Here lyeth the body of Susanna, wife of John Hall, gent., the daughter of William Shakespeare, gent. She deceased the 11 day of July, Anno 1649, aged 66.

Witty above her sex, but that's not all,
Wise to Salvation was good Mistress Hall,
Something of Shakespeare was in that, but this
Wholly of him with whom she's now in blisse.
Then, passenger, hast nere a tear
To weep with her that wept with all
That wept, yet set herself to chere
Them up with comforts cordiall?
Her love shall live, her mercy spread
When thou hast nere a tear to shed.

==Fictional portrayals==
- Peter Whelan's 1996 play The Herbal Bed is a fictionalization of the events surrounding Hall's slander suit.

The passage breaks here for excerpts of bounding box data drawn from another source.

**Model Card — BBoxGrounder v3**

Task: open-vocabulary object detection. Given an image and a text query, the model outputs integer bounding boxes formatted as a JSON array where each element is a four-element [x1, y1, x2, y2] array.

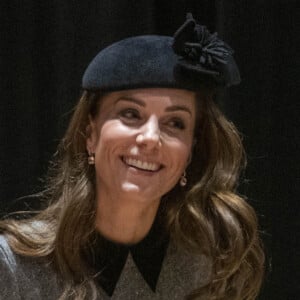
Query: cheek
[[96, 120, 131, 152], [166, 141, 191, 171]]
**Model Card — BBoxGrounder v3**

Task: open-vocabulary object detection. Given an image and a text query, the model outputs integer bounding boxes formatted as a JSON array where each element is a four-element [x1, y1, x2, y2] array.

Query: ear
[[85, 115, 98, 154]]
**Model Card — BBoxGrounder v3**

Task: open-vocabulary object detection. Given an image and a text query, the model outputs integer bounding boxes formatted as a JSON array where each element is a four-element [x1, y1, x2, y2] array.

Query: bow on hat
[[173, 13, 241, 86]]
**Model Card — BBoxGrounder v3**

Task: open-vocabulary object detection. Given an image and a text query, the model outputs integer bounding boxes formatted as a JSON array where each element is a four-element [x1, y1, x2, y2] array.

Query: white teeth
[[124, 158, 159, 171]]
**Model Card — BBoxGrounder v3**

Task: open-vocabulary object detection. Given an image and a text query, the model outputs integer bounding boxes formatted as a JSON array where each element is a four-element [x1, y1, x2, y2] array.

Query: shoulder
[[0, 235, 59, 300], [159, 242, 212, 299]]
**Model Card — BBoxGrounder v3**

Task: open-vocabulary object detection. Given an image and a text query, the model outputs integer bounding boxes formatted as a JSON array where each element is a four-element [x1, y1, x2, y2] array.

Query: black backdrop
[[0, 0, 300, 300]]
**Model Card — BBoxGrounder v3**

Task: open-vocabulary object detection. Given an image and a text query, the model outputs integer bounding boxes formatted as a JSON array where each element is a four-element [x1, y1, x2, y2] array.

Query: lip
[[121, 156, 163, 173]]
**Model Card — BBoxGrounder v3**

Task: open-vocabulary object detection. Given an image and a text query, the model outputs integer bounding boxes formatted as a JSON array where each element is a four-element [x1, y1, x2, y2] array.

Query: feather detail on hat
[[172, 13, 240, 86]]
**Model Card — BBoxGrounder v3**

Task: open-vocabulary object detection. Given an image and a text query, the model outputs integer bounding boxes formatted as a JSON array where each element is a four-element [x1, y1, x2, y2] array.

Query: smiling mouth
[[122, 157, 162, 172]]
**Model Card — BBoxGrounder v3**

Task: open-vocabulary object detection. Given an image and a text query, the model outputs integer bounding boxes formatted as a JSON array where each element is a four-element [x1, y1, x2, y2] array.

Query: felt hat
[[82, 14, 240, 91]]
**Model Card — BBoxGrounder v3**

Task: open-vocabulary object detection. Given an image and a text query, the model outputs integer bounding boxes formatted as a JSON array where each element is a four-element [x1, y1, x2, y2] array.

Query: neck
[[96, 189, 160, 244]]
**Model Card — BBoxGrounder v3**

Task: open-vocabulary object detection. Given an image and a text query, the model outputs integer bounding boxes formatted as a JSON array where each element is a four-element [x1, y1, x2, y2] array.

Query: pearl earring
[[179, 171, 187, 187], [88, 153, 95, 165]]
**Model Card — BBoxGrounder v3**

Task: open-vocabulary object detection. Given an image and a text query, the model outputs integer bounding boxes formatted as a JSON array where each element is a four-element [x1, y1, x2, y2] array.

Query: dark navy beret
[[82, 14, 240, 91]]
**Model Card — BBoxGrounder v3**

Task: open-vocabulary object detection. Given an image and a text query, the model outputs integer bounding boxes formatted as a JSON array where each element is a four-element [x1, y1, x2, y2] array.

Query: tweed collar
[[86, 207, 169, 296]]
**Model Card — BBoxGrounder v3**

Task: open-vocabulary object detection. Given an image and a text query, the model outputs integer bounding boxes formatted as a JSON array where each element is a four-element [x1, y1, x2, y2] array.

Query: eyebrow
[[115, 96, 193, 116]]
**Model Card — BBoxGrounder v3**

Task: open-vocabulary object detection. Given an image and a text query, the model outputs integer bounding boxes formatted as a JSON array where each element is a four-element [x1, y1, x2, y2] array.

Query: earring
[[88, 153, 95, 165], [179, 171, 187, 187]]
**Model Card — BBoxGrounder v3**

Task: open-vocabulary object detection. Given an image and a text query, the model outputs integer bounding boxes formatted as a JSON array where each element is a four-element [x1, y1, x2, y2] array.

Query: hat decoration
[[172, 13, 240, 86], [82, 14, 240, 91]]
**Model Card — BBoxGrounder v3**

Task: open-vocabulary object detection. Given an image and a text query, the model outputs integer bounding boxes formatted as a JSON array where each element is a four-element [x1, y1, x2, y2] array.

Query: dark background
[[0, 0, 300, 300]]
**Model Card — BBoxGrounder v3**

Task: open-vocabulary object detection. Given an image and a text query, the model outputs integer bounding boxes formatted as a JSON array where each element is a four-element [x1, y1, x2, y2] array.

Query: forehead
[[100, 88, 195, 111]]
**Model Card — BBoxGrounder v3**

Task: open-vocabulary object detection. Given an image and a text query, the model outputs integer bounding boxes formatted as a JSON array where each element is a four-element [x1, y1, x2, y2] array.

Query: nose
[[136, 116, 161, 149]]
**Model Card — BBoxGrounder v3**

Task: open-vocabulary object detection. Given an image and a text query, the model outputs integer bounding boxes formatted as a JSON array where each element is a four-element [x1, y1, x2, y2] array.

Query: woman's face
[[87, 88, 196, 201]]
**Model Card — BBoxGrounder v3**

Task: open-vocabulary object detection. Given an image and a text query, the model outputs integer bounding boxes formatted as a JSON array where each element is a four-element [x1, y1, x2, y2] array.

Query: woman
[[0, 15, 264, 300]]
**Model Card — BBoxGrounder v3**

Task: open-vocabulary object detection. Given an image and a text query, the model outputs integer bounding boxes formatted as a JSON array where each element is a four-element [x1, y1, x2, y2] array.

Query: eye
[[119, 108, 141, 122], [168, 118, 185, 130]]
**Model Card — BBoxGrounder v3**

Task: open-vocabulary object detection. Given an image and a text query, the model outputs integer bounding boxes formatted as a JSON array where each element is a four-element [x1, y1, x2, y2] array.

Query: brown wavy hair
[[0, 88, 264, 300]]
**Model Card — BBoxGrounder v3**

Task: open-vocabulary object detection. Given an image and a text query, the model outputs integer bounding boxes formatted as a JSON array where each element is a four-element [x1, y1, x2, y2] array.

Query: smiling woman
[[0, 16, 264, 300]]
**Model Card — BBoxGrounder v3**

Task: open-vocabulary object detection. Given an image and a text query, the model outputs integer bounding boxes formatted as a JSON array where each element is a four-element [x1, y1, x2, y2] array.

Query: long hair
[[0, 91, 264, 300]]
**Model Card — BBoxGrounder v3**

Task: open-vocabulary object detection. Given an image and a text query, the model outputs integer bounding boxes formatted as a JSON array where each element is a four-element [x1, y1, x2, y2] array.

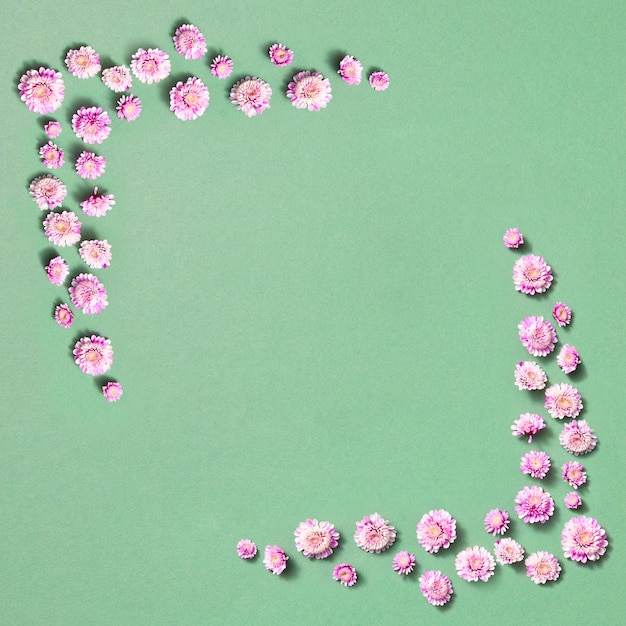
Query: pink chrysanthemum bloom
[[268, 43, 293, 67], [552, 302, 572, 326], [230, 76, 272, 117], [72, 107, 111, 143], [519, 450, 550, 479], [18, 67, 65, 114], [333, 563, 357, 587], [294, 519, 339, 559], [211, 55, 233, 79], [46, 256, 70, 286], [517, 315, 558, 356], [130, 48, 172, 85], [524, 551, 561, 585], [28, 174, 67, 211], [43, 211, 82, 247], [556, 343, 580, 374], [502, 228, 524, 248], [172, 24, 206, 60], [80, 187, 115, 217], [544, 383, 583, 420], [515, 486, 554, 524], [65, 46, 100, 78], [485, 509, 509, 537], [170, 76, 209, 120], [393, 550, 415, 575], [369, 72, 389, 91], [102, 65, 133, 93], [559, 420, 598, 456], [287, 70, 333, 111], [454, 546, 496, 582], [73, 335, 113, 376], [354, 513, 396, 554], [416, 509, 456, 554], [419, 570, 454, 606], [54, 304, 74, 328], [75, 152, 106, 180], [263, 546, 289, 576], [78, 239, 111, 270], [69, 274, 109, 315], [493, 537, 524, 565]]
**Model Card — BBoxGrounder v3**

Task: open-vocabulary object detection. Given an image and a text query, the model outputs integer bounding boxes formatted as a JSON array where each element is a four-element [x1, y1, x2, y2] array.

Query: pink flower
[[294, 519, 339, 559], [454, 546, 496, 582], [69, 274, 109, 315], [269, 43, 293, 67], [18, 67, 65, 114], [337, 55, 363, 85], [43, 211, 82, 247], [419, 570, 454, 606], [287, 70, 332, 111], [519, 450, 550, 479], [524, 551, 561, 585], [416, 509, 456, 554], [544, 383, 583, 420], [65, 46, 100, 78], [74, 335, 113, 376], [28, 174, 67, 211], [173, 24, 206, 59], [354, 513, 396, 554], [511, 413, 546, 443], [559, 420, 598, 456], [263, 546, 289, 576], [130, 48, 172, 85], [517, 315, 558, 356], [75, 151, 106, 180], [333, 563, 357, 587], [170, 76, 209, 120], [515, 486, 554, 524]]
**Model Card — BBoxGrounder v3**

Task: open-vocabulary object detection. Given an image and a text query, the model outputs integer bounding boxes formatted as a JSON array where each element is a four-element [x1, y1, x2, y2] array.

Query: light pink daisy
[[287, 70, 333, 111], [454, 546, 496, 582], [78, 239, 111, 270], [263, 546, 289, 576], [268, 43, 293, 67], [18, 67, 65, 114], [28, 174, 67, 211], [515, 486, 554, 524], [54, 304, 74, 328], [43, 211, 82, 247], [524, 551, 561, 585], [46, 256, 70, 285], [170, 76, 209, 120], [73, 335, 113, 376], [65, 46, 100, 78], [517, 315, 558, 356], [130, 48, 172, 85], [419, 570, 454, 606], [173, 24, 206, 60], [80, 187, 115, 217], [559, 420, 598, 456], [333, 563, 357, 587], [544, 383, 583, 420], [416, 509, 456, 554], [237, 539, 257, 559], [102, 65, 133, 93], [75, 151, 106, 180], [294, 519, 339, 559], [69, 274, 109, 315]]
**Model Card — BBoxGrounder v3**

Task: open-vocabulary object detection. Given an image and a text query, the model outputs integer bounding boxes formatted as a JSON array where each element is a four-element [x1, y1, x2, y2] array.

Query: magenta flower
[[294, 519, 339, 559], [416, 509, 456, 554], [18, 67, 65, 114]]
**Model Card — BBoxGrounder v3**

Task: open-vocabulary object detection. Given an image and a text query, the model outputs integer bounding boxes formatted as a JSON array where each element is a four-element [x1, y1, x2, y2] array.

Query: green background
[[0, 0, 626, 626]]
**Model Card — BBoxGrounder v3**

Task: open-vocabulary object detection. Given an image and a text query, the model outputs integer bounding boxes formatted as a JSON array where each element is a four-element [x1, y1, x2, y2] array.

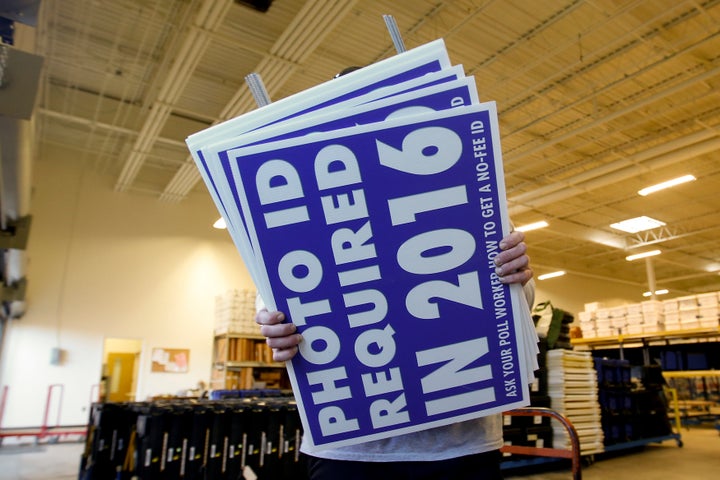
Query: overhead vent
[[235, 0, 272, 12]]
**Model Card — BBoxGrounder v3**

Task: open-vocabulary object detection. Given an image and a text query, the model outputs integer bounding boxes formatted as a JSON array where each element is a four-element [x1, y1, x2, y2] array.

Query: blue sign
[[229, 103, 528, 449]]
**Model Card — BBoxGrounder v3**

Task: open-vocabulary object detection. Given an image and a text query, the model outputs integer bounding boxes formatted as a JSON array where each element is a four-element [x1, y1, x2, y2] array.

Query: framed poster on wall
[[151, 348, 190, 373]]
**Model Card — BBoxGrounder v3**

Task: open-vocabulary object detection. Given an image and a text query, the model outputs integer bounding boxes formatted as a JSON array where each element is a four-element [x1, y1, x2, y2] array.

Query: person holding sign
[[255, 231, 534, 480]]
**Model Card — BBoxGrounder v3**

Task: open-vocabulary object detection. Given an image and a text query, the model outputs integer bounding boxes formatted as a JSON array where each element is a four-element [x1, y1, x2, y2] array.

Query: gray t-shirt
[[300, 414, 503, 462], [300, 280, 535, 462], [255, 280, 535, 462]]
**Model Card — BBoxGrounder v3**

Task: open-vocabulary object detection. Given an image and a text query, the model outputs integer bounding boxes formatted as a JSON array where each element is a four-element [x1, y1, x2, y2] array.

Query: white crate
[[625, 303, 642, 315], [595, 328, 618, 337], [643, 312, 668, 325], [585, 302, 605, 312], [623, 323, 643, 335], [643, 323, 665, 333], [641, 300, 665, 313], [595, 318, 612, 330], [697, 292, 720, 307], [676, 295, 698, 310], [580, 327, 597, 338], [663, 298, 678, 313], [698, 317, 718, 328], [610, 317, 627, 328], [595, 308, 610, 318], [680, 318, 700, 330], [665, 320, 682, 332]]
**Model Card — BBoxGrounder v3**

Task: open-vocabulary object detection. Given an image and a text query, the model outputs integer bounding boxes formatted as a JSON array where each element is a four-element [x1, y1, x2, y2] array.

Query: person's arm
[[255, 232, 534, 362]]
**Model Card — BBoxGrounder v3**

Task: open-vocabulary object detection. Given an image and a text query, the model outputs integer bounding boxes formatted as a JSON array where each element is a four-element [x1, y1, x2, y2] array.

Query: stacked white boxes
[[547, 349, 604, 455], [640, 300, 665, 333], [215, 289, 260, 335], [578, 292, 720, 338], [697, 292, 720, 328]]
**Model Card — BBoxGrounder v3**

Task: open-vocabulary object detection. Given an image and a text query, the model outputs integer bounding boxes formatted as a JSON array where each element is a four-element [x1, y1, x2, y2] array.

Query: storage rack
[[663, 370, 720, 431]]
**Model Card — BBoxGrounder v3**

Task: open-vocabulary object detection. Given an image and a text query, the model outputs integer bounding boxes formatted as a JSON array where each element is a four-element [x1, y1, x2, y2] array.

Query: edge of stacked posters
[[547, 349, 604, 455], [187, 36, 537, 450]]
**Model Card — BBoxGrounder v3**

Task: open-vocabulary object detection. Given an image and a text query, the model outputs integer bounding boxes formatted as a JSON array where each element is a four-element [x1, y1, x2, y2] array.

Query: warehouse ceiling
[[16, 0, 720, 299]]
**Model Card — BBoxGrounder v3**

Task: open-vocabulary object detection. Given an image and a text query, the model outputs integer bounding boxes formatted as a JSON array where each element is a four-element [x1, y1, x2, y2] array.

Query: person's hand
[[255, 308, 302, 362], [495, 231, 533, 285]]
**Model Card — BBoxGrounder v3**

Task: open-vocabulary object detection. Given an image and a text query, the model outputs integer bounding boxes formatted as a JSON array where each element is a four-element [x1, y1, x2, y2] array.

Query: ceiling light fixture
[[643, 288, 670, 297], [610, 215, 666, 233], [638, 175, 697, 197], [538, 270, 565, 280], [625, 250, 662, 262], [515, 220, 549, 232]]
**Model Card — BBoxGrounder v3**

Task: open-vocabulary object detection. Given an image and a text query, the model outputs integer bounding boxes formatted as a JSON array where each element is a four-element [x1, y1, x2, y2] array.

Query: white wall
[[530, 272, 647, 320], [0, 146, 251, 427]]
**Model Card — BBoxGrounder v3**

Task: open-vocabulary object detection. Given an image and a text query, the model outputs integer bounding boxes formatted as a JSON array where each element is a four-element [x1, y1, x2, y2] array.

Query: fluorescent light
[[638, 175, 697, 197], [515, 220, 549, 232], [538, 270, 565, 280], [643, 288, 670, 297], [625, 250, 662, 262], [610, 215, 665, 233]]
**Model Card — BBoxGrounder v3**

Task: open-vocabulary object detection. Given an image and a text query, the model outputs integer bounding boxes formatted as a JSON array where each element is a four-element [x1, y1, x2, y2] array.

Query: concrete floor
[[0, 426, 720, 480]]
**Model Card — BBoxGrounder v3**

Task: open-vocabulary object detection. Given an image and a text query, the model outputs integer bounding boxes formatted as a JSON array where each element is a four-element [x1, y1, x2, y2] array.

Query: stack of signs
[[547, 348, 604, 456], [187, 40, 537, 449]]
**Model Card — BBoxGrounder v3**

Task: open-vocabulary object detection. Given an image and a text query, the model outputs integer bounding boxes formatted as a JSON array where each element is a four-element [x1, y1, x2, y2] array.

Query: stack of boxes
[[663, 292, 720, 330], [215, 290, 259, 335], [578, 292, 720, 338]]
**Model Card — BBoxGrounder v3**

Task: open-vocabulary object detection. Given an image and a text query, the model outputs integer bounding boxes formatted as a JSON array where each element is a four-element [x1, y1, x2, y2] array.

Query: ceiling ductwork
[[0, 1, 43, 319]]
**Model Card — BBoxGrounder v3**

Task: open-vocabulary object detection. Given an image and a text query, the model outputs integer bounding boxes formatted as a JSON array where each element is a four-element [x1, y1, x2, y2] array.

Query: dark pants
[[308, 450, 503, 480]]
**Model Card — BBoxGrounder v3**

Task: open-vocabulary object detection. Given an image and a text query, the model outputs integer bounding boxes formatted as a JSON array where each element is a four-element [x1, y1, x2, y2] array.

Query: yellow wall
[[0, 146, 252, 427]]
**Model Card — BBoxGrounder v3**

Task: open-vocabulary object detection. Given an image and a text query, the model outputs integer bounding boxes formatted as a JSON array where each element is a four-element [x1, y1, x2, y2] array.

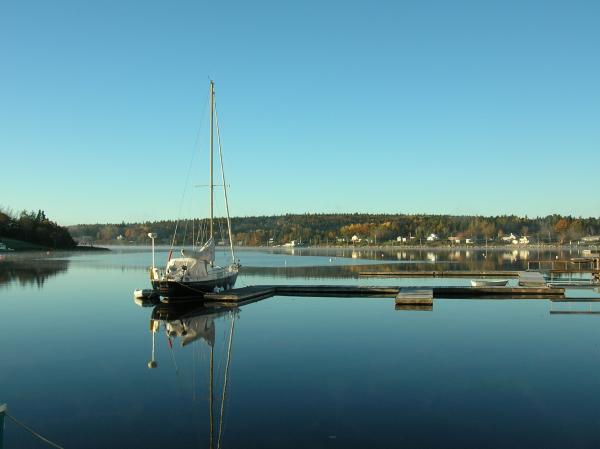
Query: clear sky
[[0, 0, 600, 225]]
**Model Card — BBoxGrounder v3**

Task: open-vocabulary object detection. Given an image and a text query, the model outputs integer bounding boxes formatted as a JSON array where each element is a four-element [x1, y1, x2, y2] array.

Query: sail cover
[[181, 238, 215, 262]]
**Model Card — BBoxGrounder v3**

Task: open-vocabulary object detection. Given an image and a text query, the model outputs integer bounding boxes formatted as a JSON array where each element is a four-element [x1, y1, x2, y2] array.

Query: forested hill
[[69, 213, 600, 246], [0, 210, 77, 249]]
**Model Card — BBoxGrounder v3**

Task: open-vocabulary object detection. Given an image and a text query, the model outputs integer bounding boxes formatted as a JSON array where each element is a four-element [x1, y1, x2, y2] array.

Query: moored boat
[[148, 81, 240, 302]]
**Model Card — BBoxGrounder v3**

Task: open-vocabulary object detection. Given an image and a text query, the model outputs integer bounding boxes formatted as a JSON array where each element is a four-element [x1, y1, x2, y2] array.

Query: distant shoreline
[[77, 244, 600, 251]]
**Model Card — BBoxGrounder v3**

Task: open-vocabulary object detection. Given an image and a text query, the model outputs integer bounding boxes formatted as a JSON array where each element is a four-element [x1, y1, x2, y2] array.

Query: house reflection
[[0, 258, 69, 288]]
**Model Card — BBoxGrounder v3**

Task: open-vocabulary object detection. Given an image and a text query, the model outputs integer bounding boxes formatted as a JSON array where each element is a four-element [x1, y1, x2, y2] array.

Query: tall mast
[[210, 80, 215, 239]]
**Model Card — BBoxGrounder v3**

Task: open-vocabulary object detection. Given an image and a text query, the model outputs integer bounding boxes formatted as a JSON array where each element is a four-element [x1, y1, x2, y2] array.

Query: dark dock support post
[[0, 404, 8, 449]]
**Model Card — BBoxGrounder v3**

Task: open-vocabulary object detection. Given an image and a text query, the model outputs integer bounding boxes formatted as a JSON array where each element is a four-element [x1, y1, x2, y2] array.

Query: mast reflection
[[147, 303, 239, 449]]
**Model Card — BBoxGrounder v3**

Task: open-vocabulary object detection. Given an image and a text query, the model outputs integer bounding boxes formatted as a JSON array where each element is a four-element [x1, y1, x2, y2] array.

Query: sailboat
[[148, 80, 240, 302]]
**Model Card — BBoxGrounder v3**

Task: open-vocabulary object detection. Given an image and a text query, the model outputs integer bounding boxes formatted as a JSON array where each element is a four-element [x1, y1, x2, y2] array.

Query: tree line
[[69, 213, 600, 246], [0, 210, 77, 249]]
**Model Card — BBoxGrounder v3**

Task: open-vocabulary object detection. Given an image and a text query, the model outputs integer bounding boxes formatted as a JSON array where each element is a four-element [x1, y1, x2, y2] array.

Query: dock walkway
[[204, 285, 565, 306]]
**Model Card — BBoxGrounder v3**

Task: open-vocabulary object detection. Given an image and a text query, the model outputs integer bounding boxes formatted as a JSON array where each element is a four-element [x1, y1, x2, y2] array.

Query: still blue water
[[0, 249, 600, 448]]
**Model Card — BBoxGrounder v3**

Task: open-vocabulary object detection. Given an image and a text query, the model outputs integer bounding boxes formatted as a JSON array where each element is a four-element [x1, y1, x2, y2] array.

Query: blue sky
[[0, 0, 600, 224]]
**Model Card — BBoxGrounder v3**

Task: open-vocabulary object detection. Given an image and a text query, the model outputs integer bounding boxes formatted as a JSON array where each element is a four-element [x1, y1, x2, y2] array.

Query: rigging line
[[217, 312, 235, 449], [4, 412, 64, 449], [208, 342, 215, 449], [171, 96, 208, 249], [215, 102, 235, 262]]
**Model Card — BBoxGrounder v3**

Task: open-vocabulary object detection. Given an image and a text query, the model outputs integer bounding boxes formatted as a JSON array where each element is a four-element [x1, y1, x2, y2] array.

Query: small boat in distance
[[148, 80, 240, 302], [471, 279, 508, 287]]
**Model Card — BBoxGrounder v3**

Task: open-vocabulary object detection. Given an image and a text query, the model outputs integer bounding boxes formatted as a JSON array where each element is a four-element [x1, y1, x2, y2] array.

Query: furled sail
[[181, 238, 215, 262]]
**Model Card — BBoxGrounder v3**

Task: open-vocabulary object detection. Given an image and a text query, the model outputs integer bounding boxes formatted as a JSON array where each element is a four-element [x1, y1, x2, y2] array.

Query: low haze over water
[[0, 248, 600, 448]]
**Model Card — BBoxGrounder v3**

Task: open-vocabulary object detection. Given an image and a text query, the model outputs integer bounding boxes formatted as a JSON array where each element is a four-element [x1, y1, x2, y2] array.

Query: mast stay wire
[[171, 95, 208, 251], [215, 101, 235, 262]]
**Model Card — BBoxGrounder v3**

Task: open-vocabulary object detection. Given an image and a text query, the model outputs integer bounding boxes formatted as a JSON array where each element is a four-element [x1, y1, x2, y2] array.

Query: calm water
[[0, 249, 600, 448]]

- Susanna is the main character of author Michael J. Ortiz's 2006 novel Swan Town: The Secret Journal of Susanna Shakespeare.
- In the 2016 sitcom Upstart Crow, Susanna is played by Helen Monks.
- In the 2017 drama Will, Susanna is played by Phoebe Austen.
- In the 2019 film All Is True, Susanna is played by Lydia Wilson.
- In the 2025 film Hamnet, Susanna is played by Bodhi Rae Breathnach.